Hilferuf nach Orientierung

Saarbrücken · Zwar leiden die meisten Anrufer bei der Telefonseelsorge Saar nach wie vor unter Beziehungsproblemen. Doch Klagen über eine fehlende Orientierung im Leben und finanzielle Sorgen nehmen offenbar deutlich zu.

Paar- und Familienprobleme, Einsamkeit oder Trennung: Fast 60 Prozent der Anrufer haben sich aus diesen Gründen im vergangenen Jahr an die Telefonseelsorge Saar gewandt. Damit sind Beziehungsprobleme nach wie vor die häufigsten Anlässe für einen Anruf. Auch ist die Zahl der 11 080 geführten Gespräche im zurückliegenden Jahr gegenüber den Vorjahren in etwa konstant geblieben.
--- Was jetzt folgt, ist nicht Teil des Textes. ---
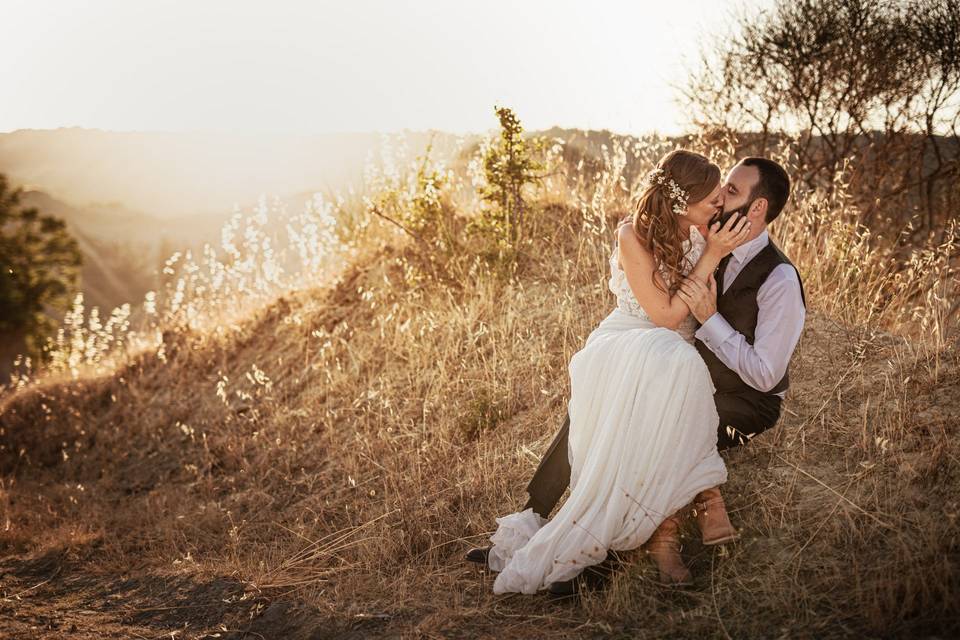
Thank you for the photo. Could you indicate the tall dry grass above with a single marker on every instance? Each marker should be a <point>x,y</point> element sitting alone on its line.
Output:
<point>346,442</point>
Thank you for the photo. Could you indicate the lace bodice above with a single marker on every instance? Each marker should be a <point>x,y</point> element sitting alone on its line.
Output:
<point>627,302</point>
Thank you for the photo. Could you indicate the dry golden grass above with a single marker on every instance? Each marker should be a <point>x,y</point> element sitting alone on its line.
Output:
<point>344,445</point>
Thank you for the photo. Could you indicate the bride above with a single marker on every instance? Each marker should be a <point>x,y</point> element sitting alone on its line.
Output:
<point>643,425</point>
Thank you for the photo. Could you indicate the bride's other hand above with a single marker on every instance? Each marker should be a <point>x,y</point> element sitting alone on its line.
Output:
<point>723,239</point>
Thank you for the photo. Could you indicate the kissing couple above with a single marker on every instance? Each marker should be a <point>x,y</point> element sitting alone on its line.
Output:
<point>692,360</point>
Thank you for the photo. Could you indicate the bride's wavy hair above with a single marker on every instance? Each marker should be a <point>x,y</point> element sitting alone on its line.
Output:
<point>655,221</point>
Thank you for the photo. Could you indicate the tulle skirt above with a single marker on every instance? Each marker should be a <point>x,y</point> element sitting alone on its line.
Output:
<point>642,444</point>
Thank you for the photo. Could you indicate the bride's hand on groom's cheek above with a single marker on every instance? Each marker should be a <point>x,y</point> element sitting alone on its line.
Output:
<point>724,239</point>
<point>700,297</point>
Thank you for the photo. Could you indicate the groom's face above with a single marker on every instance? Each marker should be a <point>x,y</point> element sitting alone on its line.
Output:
<point>738,186</point>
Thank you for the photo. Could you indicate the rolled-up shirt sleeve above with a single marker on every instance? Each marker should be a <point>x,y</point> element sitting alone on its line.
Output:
<point>780,318</point>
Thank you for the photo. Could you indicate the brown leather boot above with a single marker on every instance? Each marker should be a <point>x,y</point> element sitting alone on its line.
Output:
<point>712,517</point>
<point>664,547</point>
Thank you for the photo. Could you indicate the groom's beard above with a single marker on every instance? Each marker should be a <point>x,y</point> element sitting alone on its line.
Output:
<point>723,216</point>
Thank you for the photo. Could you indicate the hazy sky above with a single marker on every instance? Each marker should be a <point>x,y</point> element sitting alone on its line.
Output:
<point>352,65</point>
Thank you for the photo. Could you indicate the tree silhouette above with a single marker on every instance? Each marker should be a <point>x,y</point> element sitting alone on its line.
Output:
<point>39,268</point>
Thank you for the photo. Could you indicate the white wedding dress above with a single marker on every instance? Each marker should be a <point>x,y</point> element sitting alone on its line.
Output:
<point>642,444</point>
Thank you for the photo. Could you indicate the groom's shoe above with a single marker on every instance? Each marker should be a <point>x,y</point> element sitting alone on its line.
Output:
<point>664,547</point>
<point>711,514</point>
<point>478,555</point>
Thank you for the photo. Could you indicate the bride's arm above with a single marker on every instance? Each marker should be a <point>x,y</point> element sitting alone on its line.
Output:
<point>664,309</point>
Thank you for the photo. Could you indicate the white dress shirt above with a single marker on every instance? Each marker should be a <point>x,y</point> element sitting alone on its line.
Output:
<point>780,319</point>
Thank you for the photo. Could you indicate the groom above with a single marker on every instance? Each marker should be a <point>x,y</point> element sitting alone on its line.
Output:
<point>751,316</point>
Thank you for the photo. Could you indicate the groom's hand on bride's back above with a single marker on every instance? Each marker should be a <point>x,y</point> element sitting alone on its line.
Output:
<point>700,297</point>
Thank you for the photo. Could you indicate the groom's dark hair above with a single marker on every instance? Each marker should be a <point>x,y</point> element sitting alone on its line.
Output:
<point>774,185</point>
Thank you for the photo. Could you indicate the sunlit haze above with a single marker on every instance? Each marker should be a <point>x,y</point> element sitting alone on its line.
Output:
<point>313,67</point>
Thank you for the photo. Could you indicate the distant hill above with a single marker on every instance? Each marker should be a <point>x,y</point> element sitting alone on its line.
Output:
<point>170,175</point>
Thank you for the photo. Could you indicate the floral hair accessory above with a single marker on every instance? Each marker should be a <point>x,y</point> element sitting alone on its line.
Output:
<point>659,177</point>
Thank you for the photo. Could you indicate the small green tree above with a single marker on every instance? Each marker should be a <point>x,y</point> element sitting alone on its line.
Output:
<point>420,206</point>
<point>39,269</point>
<point>510,164</point>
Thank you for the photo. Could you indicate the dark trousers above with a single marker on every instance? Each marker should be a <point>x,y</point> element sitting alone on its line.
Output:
<point>742,416</point>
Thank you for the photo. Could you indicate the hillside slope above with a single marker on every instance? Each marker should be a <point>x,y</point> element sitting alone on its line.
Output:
<point>362,436</point>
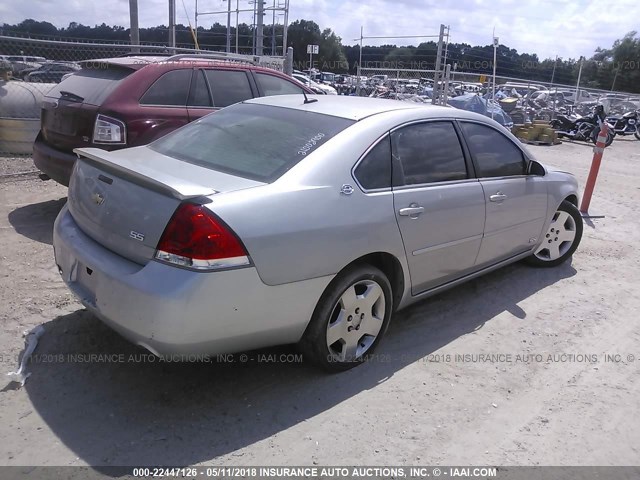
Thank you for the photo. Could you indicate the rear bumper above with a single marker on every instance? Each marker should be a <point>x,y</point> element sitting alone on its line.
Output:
<point>56,164</point>
<point>170,310</point>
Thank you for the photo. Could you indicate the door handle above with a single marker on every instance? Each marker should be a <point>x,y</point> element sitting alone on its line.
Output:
<point>498,197</point>
<point>410,211</point>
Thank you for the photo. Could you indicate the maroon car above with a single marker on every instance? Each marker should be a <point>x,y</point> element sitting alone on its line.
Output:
<point>129,101</point>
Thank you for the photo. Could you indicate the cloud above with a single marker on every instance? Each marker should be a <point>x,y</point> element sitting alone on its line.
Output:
<point>566,28</point>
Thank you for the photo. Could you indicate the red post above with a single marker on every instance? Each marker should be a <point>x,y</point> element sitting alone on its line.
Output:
<point>595,167</point>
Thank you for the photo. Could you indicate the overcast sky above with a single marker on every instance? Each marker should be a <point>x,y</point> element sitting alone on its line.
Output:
<point>565,28</point>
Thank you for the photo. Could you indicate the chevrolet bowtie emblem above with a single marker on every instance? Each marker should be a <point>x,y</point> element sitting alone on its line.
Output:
<point>97,198</point>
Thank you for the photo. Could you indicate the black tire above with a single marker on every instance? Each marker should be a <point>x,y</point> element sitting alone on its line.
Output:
<point>543,257</point>
<point>330,311</point>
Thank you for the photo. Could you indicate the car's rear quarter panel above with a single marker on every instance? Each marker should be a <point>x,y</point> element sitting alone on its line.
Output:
<point>302,226</point>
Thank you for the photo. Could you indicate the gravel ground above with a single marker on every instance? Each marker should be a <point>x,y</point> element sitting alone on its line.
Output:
<point>550,397</point>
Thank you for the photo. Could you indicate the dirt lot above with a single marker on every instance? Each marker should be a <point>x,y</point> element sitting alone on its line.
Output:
<point>551,398</point>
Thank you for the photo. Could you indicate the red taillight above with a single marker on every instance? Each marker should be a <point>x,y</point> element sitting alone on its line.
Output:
<point>196,238</point>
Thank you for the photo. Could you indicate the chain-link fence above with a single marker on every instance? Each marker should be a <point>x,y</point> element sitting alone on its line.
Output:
<point>530,100</point>
<point>401,84</point>
<point>29,68</point>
Was sich allerdings verändert hat: Die Anrufer sind zunehmend älter, suchen häufiger Sinn und Orientierung im Leben und klagen vermehrt über finanzielle Sorgen. Auch stieg die Zahl der Anrufer mit psychischen Erkrankungen, sie machen inzwischen etwas mehr als die Hälfte aus. Das gaben Mitarbeiter der katholisch-evangelischen Telefonseelsorge Saar gestern bei einer Bilanzpressekonferenz in Saarbrücken bekannt.
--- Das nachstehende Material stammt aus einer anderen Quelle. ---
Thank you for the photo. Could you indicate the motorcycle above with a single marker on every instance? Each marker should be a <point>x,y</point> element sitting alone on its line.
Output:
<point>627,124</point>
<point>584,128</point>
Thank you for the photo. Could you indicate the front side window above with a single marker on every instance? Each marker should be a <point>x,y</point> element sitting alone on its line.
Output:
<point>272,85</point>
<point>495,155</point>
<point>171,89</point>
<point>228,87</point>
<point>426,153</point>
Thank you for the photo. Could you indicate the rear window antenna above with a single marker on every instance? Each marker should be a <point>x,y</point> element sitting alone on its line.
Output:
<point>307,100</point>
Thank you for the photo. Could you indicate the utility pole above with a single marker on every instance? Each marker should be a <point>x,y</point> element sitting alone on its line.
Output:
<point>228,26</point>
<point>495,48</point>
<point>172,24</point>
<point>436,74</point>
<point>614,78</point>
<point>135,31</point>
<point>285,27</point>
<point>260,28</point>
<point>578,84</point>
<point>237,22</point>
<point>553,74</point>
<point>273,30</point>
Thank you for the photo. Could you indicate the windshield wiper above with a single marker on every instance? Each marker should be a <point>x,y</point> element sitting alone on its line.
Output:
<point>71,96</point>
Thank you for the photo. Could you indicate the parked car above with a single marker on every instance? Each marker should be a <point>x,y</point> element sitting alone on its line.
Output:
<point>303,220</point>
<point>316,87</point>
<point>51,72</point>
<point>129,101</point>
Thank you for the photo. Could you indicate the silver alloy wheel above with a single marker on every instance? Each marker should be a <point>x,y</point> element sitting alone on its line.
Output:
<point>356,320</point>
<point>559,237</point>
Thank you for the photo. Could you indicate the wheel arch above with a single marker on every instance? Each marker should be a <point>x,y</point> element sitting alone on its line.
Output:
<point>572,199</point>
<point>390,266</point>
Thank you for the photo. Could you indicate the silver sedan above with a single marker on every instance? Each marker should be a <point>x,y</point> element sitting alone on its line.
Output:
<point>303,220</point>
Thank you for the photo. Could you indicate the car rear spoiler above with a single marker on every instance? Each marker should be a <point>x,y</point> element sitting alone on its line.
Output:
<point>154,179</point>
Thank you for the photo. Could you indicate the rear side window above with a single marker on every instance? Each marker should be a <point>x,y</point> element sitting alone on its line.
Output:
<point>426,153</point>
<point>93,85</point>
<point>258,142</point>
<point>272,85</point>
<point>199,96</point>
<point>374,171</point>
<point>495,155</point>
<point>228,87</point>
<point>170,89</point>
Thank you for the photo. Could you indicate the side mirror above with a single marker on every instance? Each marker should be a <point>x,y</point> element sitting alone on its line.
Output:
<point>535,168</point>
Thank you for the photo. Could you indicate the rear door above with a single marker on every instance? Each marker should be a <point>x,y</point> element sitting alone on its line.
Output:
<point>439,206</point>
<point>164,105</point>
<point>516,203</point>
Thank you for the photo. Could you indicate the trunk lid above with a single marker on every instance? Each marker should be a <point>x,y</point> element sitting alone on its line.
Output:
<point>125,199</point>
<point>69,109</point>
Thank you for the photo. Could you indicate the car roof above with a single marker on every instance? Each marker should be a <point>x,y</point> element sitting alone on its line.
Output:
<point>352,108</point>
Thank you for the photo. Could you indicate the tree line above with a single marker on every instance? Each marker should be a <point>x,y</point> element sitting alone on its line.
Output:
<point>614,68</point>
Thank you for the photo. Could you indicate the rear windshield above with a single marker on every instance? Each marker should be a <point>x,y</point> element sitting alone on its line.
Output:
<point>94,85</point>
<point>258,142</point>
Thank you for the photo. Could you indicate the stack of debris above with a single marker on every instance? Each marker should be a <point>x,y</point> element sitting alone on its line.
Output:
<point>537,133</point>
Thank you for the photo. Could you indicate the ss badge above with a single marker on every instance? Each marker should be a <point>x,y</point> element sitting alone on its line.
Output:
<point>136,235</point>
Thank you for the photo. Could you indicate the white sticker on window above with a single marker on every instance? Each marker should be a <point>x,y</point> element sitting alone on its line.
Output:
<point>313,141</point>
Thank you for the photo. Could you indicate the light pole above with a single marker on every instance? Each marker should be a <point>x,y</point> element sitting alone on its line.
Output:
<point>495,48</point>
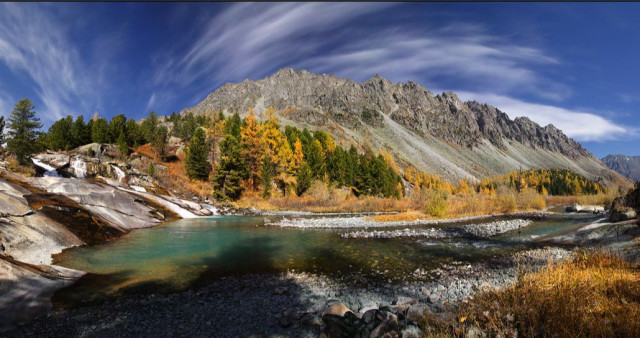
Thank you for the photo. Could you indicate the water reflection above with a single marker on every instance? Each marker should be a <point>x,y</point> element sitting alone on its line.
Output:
<point>189,253</point>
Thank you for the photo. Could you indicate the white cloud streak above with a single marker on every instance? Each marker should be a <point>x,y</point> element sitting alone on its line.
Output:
<point>35,44</point>
<point>249,38</point>
<point>577,124</point>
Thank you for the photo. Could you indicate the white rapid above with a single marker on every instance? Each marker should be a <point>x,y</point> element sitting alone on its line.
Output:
<point>183,213</point>
<point>79,168</point>
<point>119,173</point>
<point>50,171</point>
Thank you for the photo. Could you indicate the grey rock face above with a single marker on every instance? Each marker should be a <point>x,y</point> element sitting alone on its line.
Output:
<point>320,99</point>
<point>627,166</point>
<point>439,134</point>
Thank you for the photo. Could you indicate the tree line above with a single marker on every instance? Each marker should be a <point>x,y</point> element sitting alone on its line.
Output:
<point>244,154</point>
<point>258,155</point>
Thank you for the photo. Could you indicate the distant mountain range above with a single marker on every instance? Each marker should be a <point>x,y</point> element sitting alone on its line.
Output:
<point>627,166</point>
<point>436,133</point>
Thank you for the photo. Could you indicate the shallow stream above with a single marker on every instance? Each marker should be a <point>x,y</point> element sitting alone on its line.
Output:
<point>190,252</point>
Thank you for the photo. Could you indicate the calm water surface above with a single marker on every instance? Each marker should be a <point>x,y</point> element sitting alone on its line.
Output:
<point>188,253</point>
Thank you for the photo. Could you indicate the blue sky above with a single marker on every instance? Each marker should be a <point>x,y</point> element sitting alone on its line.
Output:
<point>575,65</point>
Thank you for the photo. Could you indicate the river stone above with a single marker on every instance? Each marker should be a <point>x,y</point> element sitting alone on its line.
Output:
<point>388,323</point>
<point>280,290</point>
<point>623,215</point>
<point>412,331</point>
<point>336,310</point>
<point>405,300</point>
<point>11,205</point>
<point>53,159</point>
<point>417,311</point>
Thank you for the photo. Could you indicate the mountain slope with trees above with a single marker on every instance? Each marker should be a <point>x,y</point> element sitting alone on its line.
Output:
<point>434,133</point>
<point>627,166</point>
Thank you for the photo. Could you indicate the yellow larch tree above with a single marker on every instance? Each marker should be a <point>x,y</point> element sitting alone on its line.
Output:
<point>252,148</point>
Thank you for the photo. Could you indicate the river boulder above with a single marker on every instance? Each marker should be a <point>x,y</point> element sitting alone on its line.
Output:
<point>575,207</point>
<point>55,160</point>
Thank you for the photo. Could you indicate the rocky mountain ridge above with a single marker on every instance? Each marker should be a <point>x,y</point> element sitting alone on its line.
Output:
<point>436,133</point>
<point>627,166</point>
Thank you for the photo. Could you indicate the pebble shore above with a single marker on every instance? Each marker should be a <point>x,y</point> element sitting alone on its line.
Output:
<point>289,304</point>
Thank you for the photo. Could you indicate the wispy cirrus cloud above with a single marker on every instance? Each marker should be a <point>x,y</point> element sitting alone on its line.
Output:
<point>580,125</point>
<point>461,53</point>
<point>254,40</point>
<point>249,40</point>
<point>36,45</point>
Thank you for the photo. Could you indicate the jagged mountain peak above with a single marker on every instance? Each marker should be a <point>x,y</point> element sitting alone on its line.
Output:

Dass Menschen heute häufiger die Frage nach Sinn oder Orientierung in ihrem Leben stellen, erklärt Pfarrer Volker Bier mit der zunehmenden Kluft zwischen idealisierten Lebenswelten (wie sie etwa in Medien oder Werbung dargestellt würden) und der eigenen Realität. "Wir verfügen heute über so viele Freiheiten, dass uns das oft geradezu erschlägt", fügt Diplom-Psychologin Heidrun Mohren-Dörrenbächer hinzu. Entsprechend würden sich etwa Berufsanfänger mit Zweifeln an der richtigen Berufswahl melden. Dass mittlerweile rund jeder zweite Anrufer unter einer psychischen Erkrankung leidet, führen die beiden Mitarbeiter der Telefonseelsorge Saar auf eine "klare Unterversorgung an Therapieplätzen" zurück.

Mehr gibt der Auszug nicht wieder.